When he started running for president, I’m convinced that Sanders didn’t think he had a chance, but once the donations started flowing in and he saw the cheering crowd and read the article lionizing him, he began to believe he would win the nomination and actually be able to run the country his way.
Now that he has lost, Sanders seems determined to take everyone else down with him and hand the presidency to a seriously insane person with no experience in politics or government and no interest in learning about either.
Michael Tomasky at The Daily Beast: Bernie and Jane Sanders: The Democratic Party’s Thelma and Louise.
Now we are forced to ask whether Bernie Sanders has decided he wants to destroy the Democratic Party. I’m sure he would say he wants to save it. The way we saved villages in Vietnam. You know the quote.
I don’t allege that he decided to run as a Democrat for this reason. He did so, I’m told by those who’d know, because he did not want to be the 21st-century Ralph Nader and because he knew that running against Hillary Clinton would give him a much bigger stage on which to inveigh against the parasites.
That was then. But now, after the Nevada fracas and his gobsmacking statement in the wake of it, it’s remorselessly clear that he wants to obliterate the Democratic Party. Revolutions take on lives of their own. Robespierre never thought back in 1790 or ’91 that the guillotine would be needed. But as the dialecticians like to say, historical circumstances change. By 1793, those little sheep who’d been misled by sellouts like Danton were part of the…corrupt establishment.

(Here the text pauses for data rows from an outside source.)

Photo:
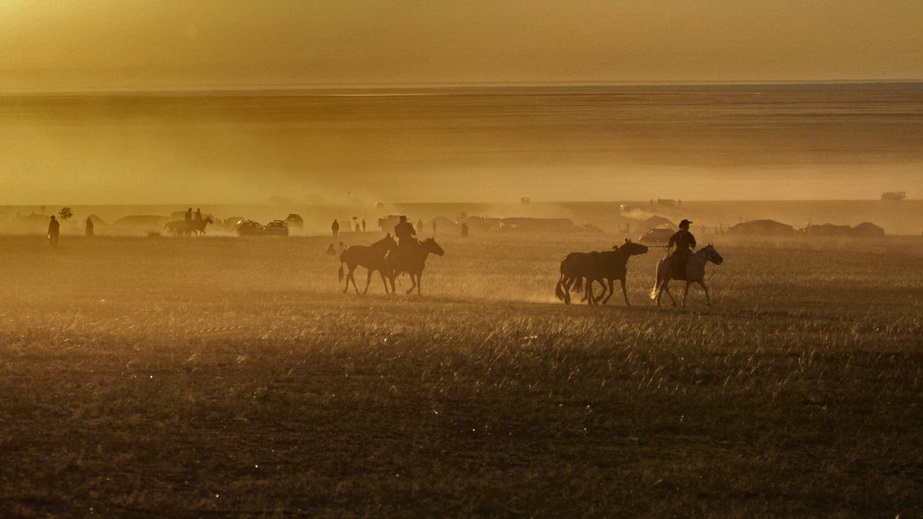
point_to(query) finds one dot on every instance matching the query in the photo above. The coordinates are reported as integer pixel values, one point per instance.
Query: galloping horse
(187, 227)
(596, 266)
(695, 273)
(371, 257)
(411, 259)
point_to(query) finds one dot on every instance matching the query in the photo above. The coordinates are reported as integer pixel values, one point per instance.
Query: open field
(150, 377)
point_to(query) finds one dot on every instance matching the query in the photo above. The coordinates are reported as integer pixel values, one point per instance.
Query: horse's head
(712, 255)
(630, 248)
(432, 247)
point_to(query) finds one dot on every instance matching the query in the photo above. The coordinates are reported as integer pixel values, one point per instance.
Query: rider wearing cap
(684, 242)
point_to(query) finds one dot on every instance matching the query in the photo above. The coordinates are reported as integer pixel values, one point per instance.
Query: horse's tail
(559, 288)
(658, 280)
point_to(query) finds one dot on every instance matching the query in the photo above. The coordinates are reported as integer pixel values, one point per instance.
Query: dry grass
(171, 377)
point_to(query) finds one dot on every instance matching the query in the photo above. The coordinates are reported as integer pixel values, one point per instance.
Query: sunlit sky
(116, 153)
(165, 44)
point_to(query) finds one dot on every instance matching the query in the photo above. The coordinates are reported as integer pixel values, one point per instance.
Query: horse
(596, 266)
(371, 257)
(695, 273)
(198, 225)
(411, 259)
(187, 227)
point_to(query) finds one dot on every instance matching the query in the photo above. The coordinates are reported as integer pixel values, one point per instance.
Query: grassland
(153, 377)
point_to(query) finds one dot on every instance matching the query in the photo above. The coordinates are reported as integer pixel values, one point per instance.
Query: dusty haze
(111, 45)
(808, 141)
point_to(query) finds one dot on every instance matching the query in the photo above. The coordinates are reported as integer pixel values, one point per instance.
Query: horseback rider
(684, 242)
(405, 233)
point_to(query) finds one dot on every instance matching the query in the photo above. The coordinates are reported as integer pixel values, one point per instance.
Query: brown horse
(695, 273)
(411, 259)
(371, 257)
(599, 267)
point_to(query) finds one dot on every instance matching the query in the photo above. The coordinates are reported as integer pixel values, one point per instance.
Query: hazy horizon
(709, 102)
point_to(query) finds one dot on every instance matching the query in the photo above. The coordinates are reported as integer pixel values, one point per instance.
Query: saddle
(678, 264)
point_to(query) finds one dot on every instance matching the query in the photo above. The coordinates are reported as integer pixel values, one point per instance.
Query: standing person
(54, 228)
(684, 242)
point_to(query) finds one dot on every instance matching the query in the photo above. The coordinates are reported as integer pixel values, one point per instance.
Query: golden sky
(165, 44)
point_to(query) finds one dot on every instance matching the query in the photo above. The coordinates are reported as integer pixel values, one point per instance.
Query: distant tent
(537, 224)
(97, 221)
(443, 224)
(482, 223)
(762, 228)
(828, 229)
(658, 223)
(867, 230)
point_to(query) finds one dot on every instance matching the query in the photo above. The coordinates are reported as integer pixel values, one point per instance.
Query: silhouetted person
(54, 229)
(684, 242)
(404, 232)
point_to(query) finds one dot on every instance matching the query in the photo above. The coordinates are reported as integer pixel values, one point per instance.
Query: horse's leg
(611, 291)
(350, 276)
(384, 281)
(666, 288)
(590, 298)
(705, 288)
(568, 281)
(603, 294)
(368, 281)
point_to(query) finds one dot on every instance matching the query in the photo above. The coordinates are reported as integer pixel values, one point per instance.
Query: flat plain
(154, 376)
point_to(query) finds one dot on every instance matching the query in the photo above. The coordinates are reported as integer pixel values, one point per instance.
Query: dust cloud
(758, 142)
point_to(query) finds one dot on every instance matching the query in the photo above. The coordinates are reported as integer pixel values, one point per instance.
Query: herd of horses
(389, 260)
(579, 270)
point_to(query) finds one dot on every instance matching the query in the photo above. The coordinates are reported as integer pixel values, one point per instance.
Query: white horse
(695, 273)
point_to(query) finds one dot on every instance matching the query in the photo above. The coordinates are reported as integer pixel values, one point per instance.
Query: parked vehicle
(276, 228)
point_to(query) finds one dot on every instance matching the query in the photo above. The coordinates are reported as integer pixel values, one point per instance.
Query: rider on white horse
(684, 242)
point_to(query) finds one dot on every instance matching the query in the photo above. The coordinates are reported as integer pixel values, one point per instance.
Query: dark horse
(371, 257)
(596, 266)
(187, 227)
(411, 259)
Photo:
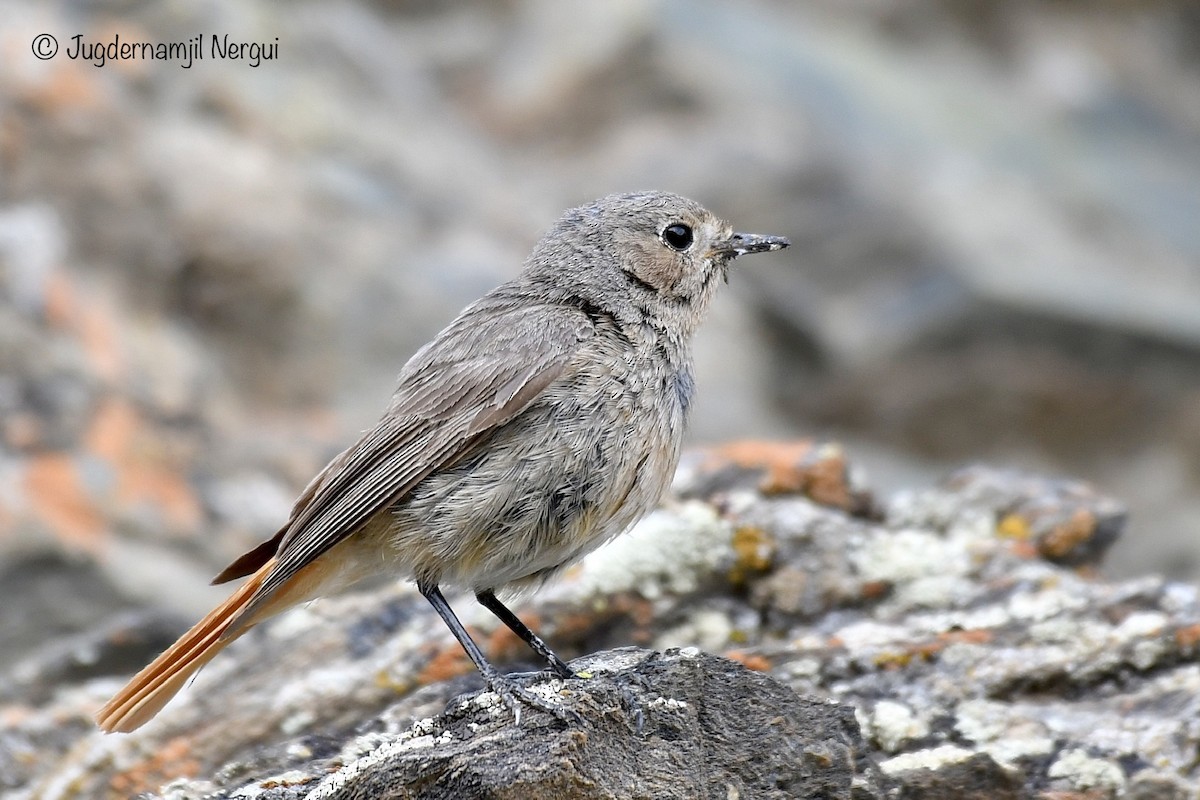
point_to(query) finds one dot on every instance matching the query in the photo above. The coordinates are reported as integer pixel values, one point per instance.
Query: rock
(675, 725)
(977, 663)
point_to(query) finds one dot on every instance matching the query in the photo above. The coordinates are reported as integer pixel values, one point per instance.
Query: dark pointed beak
(743, 244)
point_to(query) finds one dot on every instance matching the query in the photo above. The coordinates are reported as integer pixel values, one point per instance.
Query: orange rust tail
(151, 689)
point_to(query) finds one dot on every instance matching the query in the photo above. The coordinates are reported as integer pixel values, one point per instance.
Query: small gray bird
(541, 422)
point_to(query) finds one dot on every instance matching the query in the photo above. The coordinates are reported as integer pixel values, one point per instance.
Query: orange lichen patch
(755, 552)
(893, 660)
(1025, 549)
(112, 429)
(1015, 527)
(1188, 637)
(142, 476)
(972, 636)
(447, 662)
(99, 335)
(1066, 536)
(749, 660)
(793, 468)
(93, 322)
(171, 761)
(57, 495)
(66, 86)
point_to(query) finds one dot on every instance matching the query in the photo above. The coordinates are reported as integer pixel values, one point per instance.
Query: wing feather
(479, 373)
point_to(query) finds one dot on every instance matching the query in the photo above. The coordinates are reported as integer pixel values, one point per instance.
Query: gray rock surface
(946, 623)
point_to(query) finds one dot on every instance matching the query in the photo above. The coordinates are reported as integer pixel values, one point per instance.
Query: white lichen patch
(903, 555)
(894, 723)
(667, 552)
(868, 635)
(933, 591)
(1141, 625)
(927, 759)
(669, 703)
(1043, 605)
(709, 630)
(1084, 771)
(1002, 732)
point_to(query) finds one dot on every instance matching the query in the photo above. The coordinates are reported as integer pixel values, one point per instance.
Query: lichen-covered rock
(976, 666)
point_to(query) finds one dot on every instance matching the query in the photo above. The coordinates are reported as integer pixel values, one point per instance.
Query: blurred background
(210, 276)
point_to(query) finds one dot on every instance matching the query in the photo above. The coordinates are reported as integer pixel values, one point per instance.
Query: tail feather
(151, 689)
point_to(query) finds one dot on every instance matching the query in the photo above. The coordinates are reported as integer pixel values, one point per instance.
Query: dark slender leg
(504, 689)
(492, 603)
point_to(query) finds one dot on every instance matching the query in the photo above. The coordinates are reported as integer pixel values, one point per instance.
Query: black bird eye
(678, 236)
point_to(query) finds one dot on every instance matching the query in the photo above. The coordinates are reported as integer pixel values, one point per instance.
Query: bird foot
(514, 696)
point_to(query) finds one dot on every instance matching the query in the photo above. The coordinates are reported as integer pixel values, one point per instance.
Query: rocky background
(210, 276)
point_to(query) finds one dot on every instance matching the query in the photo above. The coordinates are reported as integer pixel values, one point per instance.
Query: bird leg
(491, 602)
(496, 681)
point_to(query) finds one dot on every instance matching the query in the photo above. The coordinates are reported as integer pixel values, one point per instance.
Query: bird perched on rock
(541, 422)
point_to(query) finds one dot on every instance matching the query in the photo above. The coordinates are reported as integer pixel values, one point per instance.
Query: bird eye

Tomasky explains what he thinks is motivating Bernie and Jane Sanders and Jeff Weaver’s vicious attack on the Democratic Party.
Most things that happen in campaigns tell us something about people as politicians. This statement told us something about Sanders—and, I suspect, about his wife, Jane, and Jeff Weaver, his campaign manager—as human beings. Everything is subordinated to ideology. Basic human impulses are buried. There is only politics, only ideology, only the movement. I’m really glad we’re not in Romania in 1965. I know where I’d be.
I know this because I’ve known lots of people like this. Leftists like Sanders regard the Democratic Party as a far bigger problem in the world than the Republican Party. The thinking goes like this: The Republicans, sure, everybody knows they’re evil. That’s obvious. But the Democrats, they’re evil too. They adopt a few attractive positions, say nice things on certain issues as long as saying those nice things doesn’t really threaten the established economic order, so they’re even worse, finally, because they fool people into thinking they’re on their side. I heard this a hundred times from the old guys who used to hector me at the Socialist Scholars Conference in Manhattan 25 years ago when I used to speak there.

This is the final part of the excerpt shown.